Устремив глаза к морю, он поднялся на вал, чтобы лучше видеть, но туман вновь сгустился над водой, и удары пароходных винтов уже замирали вдали. Мейзи окликнула его с лёгкой досадой, и он спустился к ней, все ещё глядя в сторону моря.
— Видела ли ты хоть раз в жизни, как сияет Южный Крест? — спросил он. — Это дивное зрелище!
— Нет, — обронила она с пренебрежением, — не видела и не хочу видеть. Если тебя это восхищает, почему бы тебе самому не уехать туда, чтоб поглядеть?
Она подняла лицо, которое до тех пор прятала в тёмный куний мех, окутывавший её шею, и глаза её сверкнули, как брильянты. Лунный свет облёк серую шкуру кенгуру в ледяную серебристую изморозь.
— Разрази меня гром, Мейзи, ты сейчас похожа на языческого божка, каких много понатыкано на этом плато. — Взглядом она дала понять, что отнюдь не польщена таким сравнением. — Прости, пожалуйста, — продолжал Дик. — На Южный Крест совсем не интересно глядеть в одиночестве.
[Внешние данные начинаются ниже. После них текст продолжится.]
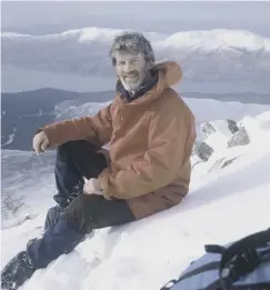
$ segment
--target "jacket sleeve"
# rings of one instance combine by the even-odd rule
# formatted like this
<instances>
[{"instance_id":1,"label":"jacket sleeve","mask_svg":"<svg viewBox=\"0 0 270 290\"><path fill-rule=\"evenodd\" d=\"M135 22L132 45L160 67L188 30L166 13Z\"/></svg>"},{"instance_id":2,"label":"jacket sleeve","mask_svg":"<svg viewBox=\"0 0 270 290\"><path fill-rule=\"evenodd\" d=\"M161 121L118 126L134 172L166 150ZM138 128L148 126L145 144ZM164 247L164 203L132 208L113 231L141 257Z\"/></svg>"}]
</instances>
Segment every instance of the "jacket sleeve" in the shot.
<instances>
[{"instance_id":1,"label":"jacket sleeve","mask_svg":"<svg viewBox=\"0 0 270 290\"><path fill-rule=\"evenodd\" d=\"M87 140L101 147L110 141L112 133L111 106L102 108L96 116L54 122L39 131L47 134L49 147L76 140Z\"/></svg>"},{"instance_id":2,"label":"jacket sleeve","mask_svg":"<svg viewBox=\"0 0 270 290\"><path fill-rule=\"evenodd\" d=\"M104 198L132 199L171 183L190 157L196 138L191 111L176 102L154 112L149 129L149 150L141 161L111 173L104 169L99 183Z\"/></svg>"}]
</instances>

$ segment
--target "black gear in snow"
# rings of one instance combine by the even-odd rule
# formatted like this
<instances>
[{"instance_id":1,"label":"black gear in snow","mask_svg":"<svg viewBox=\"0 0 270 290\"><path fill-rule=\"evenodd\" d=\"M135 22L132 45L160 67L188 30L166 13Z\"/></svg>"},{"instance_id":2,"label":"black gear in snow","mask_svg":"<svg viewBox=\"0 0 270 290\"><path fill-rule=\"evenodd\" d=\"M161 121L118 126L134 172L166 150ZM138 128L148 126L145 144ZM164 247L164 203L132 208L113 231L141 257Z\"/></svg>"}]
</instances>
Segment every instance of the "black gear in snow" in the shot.
<instances>
[{"instance_id":1,"label":"black gear in snow","mask_svg":"<svg viewBox=\"0 0 270 290\"><path fill-rule=\"evenodd\" d=\"M1 272L1 289L17 290L34 272L26 251L19 252Z\"/></svg>"}]
</instances>

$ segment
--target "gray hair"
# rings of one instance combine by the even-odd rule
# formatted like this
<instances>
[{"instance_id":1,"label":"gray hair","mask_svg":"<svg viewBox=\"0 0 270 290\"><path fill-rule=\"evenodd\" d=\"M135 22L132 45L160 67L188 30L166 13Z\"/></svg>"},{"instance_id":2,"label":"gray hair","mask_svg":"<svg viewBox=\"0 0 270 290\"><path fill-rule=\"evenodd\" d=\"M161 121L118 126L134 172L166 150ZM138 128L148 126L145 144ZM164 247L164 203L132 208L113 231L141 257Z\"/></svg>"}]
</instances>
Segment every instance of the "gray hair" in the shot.
<instances>
[{"instance_id":1,"label":"gray hair","mask_svg":"<svg viewBox=\"0 0 270 290\"><path fill-rule=\"evenodd\" d=\"M127 50L132 52L141 53L150 67L154 64L154 53L150 44L150 41L139 32L124 32L114 38L111 46L109 57L112 60L112 64L116 66L116 52Z\"/></svg>"}]
</instances>

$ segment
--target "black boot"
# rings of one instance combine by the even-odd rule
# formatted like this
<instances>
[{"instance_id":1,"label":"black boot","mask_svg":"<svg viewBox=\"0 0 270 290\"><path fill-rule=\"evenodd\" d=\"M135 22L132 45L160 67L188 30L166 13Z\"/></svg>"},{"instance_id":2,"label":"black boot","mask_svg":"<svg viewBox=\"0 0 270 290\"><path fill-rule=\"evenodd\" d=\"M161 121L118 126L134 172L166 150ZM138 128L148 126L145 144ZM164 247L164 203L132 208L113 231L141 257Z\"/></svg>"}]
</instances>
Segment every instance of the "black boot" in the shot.
<instances>
[{"instance_id":1,"label":"black boot","mask_svg":"<svg viewBox=\"0 0 270 290\"><path fill-rule=\"evenodd\" d=\"M19 252L1 272L1 289L16 290L34 272L26 251Z\"/></svg>"}]
</instances>

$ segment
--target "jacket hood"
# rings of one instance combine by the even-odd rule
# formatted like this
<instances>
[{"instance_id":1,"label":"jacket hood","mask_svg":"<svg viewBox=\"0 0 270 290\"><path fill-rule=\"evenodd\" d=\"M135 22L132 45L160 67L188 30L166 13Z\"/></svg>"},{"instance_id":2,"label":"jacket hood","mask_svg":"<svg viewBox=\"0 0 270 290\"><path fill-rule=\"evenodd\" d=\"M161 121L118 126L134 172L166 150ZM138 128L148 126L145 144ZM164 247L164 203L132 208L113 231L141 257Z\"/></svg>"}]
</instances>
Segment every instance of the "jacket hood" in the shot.
<instances>
[{"instance_id":1,"label":"jacket hood","mask_svg":"<svg viewBox=\"0 0 270 290\"><path fill-rule=\"evenodd\" d=\"M146 102L151 102L158 99L162 94L163 90L177 84L182 78L182 70L180 66L174 61L164 61L157 63L152 68L152 72L153 74L158 74L158 81L156 86L129 104L141 104ZM117 93L117 99L121 100L121 102L124 102L119 93Z\"/></svg>"}]
</instances>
А парохода-то уж и не слыхать.
— Дик, — произнесла она невозмутимо, — положим, я действительно пойду за тобой — нет, ты покуда помолчи, — положим, я пойду за тобой вот такая, какая есть, и буду чувствовать то же, что тогда, в детстве.
— Но, надеюсь, не станешь относиться ко мне только как к брату? Ведь ты же сама сказала это — в Парке.
— У меня никогда не было брата. Предположим, я скажу: «Увези меня в те заветные края, и там, быть может, со временем я полюблю тебя по-настоящему», — как ты поступишь?
— Найму извозчика и велю отвезти тебя домой. Или нет: попросту прогоню, хоть пешком иди. Но тебе, милая, это не по силам. А я не стал бы рисковать. Ты достойна того, чтоб я набрался терпения и ждал, пока ты не пойдёшь за мной без оглядки.
— Неужели ты и вправду этому веришь?
— Кажется, да, хоть я и сам сомневаюсь. А тебе такое никогда не приходило в голову?
— Да-а… И теперь мне очень совестно.
— Даже больше прежнего?
— Ты не можешь прочитать мои мысли. И мне страшно вымолвить все начистоту.
— Ну и пусть. Ты же обещала сказать мне правду — по крайней мере хоть сказать.
— Я знаю, как я неблагодарна, и тем не менее… тем не менее, хотя я не сомневаюсь, что ты любишь меня, и очень ценю твою дружбу, все же… все же я отвернулась бы от тебя, если б могла благодаря этому достичь своей цели.
— Милая моя крошка! Эти чувства мне знакомы. Они не способствуют плодотворной работе.
— Но ты не рассердился? Вспомни, ведь я сама себя презираю.
— Для меня все это не слишком лестно — хотя иного нечего было и ожидать, — но я ничуть не рассердился. Я тебя жалею. Право, ты давным-давно, много лет назад, должна была преодолеть своё мелочное честолюбие.
— Ты не смеешь разговаривать со мною свысока! Я хочу достичь лишь того, ради чего трудилась долгие годы. Тебе это досталось легче лёгкого, и… и, по-моему, это несправедливо.